CLAUDE MARQUIS
Ottawa Artist Painting & Music
Saints Series
(2001)
The Saints series (2001) takes its cue from Barbara G. Walker’s The Woman’s Encyclopedia of Myths and Secrets, which notes that the multitudes of Catholic saints are treated by modern scholars with a kind of amused tolerance. Most were inventions: identities assembled to replace pagan gods, feast days mapped onto pre-Christian festivals, miracles borrowed wholesale from older traditions. Sanctity, Walker suggests, was often a practical arrangement. The church needed saints; saints were made.
MarQuis takes Walker’s provocation and makes it portraiture. If the canonical saints were always pagan archetypes dressed in ecclesiastical robes — a real face placed onto a borrowed idea — then the transaction was never sacred. It was simply casting.
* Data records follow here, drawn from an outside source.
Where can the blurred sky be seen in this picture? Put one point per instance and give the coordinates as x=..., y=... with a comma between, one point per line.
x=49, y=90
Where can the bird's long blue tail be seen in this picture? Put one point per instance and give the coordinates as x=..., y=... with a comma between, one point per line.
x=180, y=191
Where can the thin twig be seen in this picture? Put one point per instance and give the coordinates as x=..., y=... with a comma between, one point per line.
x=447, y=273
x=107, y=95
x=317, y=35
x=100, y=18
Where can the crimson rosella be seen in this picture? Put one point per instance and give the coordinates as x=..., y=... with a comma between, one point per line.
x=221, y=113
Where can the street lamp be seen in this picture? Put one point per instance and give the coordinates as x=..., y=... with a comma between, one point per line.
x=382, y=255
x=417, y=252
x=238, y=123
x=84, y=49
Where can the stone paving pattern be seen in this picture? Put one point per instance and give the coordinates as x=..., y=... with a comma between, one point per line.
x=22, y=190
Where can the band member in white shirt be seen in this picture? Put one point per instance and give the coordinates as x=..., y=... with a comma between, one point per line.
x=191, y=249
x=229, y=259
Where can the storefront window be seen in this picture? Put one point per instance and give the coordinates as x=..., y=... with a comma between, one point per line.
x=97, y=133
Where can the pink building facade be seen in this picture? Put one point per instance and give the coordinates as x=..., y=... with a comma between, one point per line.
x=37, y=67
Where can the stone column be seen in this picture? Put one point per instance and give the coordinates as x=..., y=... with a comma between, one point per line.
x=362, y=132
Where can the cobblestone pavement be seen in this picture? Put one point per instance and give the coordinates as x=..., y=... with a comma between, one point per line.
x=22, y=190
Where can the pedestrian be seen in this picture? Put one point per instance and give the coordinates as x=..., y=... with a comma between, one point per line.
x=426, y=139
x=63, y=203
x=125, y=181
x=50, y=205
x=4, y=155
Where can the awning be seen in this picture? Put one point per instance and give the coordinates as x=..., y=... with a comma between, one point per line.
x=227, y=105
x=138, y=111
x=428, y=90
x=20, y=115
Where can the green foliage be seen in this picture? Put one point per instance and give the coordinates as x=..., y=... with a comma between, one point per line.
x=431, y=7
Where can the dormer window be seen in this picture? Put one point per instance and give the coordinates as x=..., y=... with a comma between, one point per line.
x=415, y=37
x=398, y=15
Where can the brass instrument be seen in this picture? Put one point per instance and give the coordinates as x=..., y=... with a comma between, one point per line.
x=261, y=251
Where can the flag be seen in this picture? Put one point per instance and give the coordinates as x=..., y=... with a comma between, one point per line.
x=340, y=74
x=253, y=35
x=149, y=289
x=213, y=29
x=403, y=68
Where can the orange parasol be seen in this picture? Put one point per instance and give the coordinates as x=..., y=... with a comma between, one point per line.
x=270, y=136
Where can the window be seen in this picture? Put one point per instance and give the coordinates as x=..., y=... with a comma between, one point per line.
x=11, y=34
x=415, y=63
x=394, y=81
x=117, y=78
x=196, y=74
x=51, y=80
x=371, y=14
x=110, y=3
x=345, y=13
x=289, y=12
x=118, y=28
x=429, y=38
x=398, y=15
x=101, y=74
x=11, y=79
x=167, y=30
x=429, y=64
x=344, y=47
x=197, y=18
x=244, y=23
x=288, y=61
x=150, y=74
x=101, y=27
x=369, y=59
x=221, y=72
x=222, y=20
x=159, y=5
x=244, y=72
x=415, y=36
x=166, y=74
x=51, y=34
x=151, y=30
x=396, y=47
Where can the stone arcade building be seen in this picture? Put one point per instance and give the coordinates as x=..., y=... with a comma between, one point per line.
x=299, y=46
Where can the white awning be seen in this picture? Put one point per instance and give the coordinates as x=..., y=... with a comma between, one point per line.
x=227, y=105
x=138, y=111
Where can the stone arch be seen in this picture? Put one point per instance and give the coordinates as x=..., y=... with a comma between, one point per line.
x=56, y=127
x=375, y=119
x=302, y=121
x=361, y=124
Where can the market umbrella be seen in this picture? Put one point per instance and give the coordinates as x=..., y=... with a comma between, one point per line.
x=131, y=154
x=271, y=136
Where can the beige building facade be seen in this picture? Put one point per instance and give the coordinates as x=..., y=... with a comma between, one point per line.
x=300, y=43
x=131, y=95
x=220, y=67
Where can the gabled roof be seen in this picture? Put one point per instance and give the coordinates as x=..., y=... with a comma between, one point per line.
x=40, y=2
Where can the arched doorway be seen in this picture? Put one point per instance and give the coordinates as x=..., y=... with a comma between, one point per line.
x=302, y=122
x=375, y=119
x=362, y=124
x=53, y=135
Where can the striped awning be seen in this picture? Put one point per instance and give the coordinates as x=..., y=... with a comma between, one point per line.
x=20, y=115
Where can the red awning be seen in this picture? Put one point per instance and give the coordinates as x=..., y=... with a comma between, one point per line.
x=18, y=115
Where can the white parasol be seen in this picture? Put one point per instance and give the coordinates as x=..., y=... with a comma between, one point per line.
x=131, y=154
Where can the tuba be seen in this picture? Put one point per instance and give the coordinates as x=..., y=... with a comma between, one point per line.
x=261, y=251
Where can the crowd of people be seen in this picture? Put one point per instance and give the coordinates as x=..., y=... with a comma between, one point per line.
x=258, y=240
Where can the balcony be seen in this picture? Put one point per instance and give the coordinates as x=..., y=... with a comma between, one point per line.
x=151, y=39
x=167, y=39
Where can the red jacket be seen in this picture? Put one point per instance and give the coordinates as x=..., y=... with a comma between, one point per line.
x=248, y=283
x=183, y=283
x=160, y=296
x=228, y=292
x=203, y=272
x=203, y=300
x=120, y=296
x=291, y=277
Saints repeats the casting with Mercury Lounge regulars: staff, patrons, habitués of the long-running Ottawa bar. They stand before flat-faced Ottawa buildings beneath bruised skies, each bearing the one object that binds them to a two-thousand-year tradition — the burnished gold disc, the halo — sitting behind the head of someone who was probably drinking an hour before they posed.
The joke is gentle. The paintings are not. The con is real, the faces are real, and the architecture of belief the series quietly dismantles is real enough to have outlasted every empire that built it.